Di tempat yang paling pojok, terhalang oleh rak, tempat paling strategis untuk mereka agar tidak ketahuan oleh guru bahwa mereka sedang menonton YouTube.
"Gimana, Lan?" tanya Yura ketika video sudah selesai ditonton. "Ada pencerahan? Menurut gue sih video yang tadi bagus. Dia ngejelasin sesuai pengalamannya waktu remaja gitu. Muka lo, kan, tipe kulit berminyak. Sama kayak vlogger yang tadi. Ya, siapa tau aja cocok sama lo, Lan." ujar Yura lagi membuat Pita mengangguk setuju.
"Iya, Lan. Kalau merek yang itu ada kok di setiap minimarket. Harganya juga nggak begitu mahal. Pulang sekolah gue anter deh kalau lo emang mau beli." tambah Pita dengan tatapan yang masih terfokus pada laptopnya. "Ini, mau bonton lagi atau gimana, Lan?"
"Udah, Ta. Udah mau bel juga. Yang tadi boleh juga sih. Yaudah, nanti anter gue ya, Ta. Lo mau ikut, Ra?" tanya Rembulan.
Mereka bersiap untuk keluar perpustakaan. Rembulan memakai sepatu dan mengikat talinya. Namun, sepatu sebelah kiri milik Rembulan tidak sengaja terpental oleh siswa yang berlari ke luar perpustakaan. Rembulan mendengkus, dia mengambil sepatunya yang berjarak dua meter. Rembulan kesulitan mengambil sepatunya.

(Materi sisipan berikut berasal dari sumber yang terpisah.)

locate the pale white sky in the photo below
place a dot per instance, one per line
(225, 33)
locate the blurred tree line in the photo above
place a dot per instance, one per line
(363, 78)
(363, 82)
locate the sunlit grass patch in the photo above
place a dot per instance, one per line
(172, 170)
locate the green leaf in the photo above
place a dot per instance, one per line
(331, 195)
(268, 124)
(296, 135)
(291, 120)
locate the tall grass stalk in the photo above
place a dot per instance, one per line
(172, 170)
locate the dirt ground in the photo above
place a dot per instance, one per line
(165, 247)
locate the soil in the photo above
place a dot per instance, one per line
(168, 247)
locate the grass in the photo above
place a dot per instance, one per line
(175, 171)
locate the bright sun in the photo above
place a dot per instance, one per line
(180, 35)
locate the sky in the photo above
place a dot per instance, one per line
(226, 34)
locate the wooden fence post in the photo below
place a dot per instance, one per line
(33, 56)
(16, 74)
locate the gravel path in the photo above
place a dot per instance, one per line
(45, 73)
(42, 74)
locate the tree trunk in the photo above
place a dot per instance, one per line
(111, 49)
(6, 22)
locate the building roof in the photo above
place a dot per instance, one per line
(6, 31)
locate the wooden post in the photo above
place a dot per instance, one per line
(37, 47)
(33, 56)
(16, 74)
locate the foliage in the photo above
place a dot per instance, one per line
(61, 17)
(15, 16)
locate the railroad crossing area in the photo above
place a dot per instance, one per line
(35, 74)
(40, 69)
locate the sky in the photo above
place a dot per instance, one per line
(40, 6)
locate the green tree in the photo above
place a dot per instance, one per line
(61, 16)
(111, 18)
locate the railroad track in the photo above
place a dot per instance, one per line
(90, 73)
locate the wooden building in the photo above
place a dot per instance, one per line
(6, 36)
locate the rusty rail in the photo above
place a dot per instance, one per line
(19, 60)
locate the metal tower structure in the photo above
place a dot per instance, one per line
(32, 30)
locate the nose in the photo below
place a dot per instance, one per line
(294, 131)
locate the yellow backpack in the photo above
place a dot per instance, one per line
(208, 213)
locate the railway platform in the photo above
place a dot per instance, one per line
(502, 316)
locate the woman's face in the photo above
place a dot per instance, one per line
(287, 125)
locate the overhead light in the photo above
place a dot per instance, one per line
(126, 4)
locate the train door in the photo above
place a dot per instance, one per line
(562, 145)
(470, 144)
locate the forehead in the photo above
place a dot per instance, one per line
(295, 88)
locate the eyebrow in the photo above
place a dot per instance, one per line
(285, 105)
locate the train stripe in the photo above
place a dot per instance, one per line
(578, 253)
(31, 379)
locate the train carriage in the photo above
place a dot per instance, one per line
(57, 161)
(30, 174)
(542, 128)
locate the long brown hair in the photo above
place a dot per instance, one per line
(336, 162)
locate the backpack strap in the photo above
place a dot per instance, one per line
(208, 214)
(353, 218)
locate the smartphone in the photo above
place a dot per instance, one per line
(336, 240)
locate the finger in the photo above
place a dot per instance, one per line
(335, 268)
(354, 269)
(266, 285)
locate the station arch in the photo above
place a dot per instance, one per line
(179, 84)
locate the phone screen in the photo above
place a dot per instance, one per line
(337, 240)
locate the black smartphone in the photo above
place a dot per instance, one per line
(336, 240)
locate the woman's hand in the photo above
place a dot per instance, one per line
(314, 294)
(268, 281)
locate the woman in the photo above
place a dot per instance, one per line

Rembulan mendumel, bisa-bisanya siswa tadi berlari tak memedulikan sekitar sampai sepatu milik Rembulan terpental.
Sepatu converse hitam di hadapannya membuat Rembulan mengalihkan netranya. Rembulan yang hendak mengambil sepatunya, mendongak melihat Bintang sedang berbincang dengan temannya dari jarak satu meter. Rembulan menelan saliva, jantungnya berdegup lebih cepat dari biasanya. Rembulan kembali menunduk, tidak berani menatap wajah laki-laki itu.
Hingga langkah kaki Bintang melewatinya begitu saja menuju perpustakaan. Akhirnya Rembulan bisa bernapas lega. Dikenali oleh Bintang adalah hal yang tak pernah Rembulan bayangkan. Meski dulu mereka pernah berada dalam satu ruangan MOS yang sama, tapi hanya berlangsung tiga hari selama MOS saja. Setelahnya, Bintang dan Rembulan tidak berada dalam satu kelas yang sama. Maka, Rembulan juga tidak yakin bahwa Bintang masih mengenalinya atau tidak. Namun yang pasti, Rembulan selalu ingat dengan Bintang.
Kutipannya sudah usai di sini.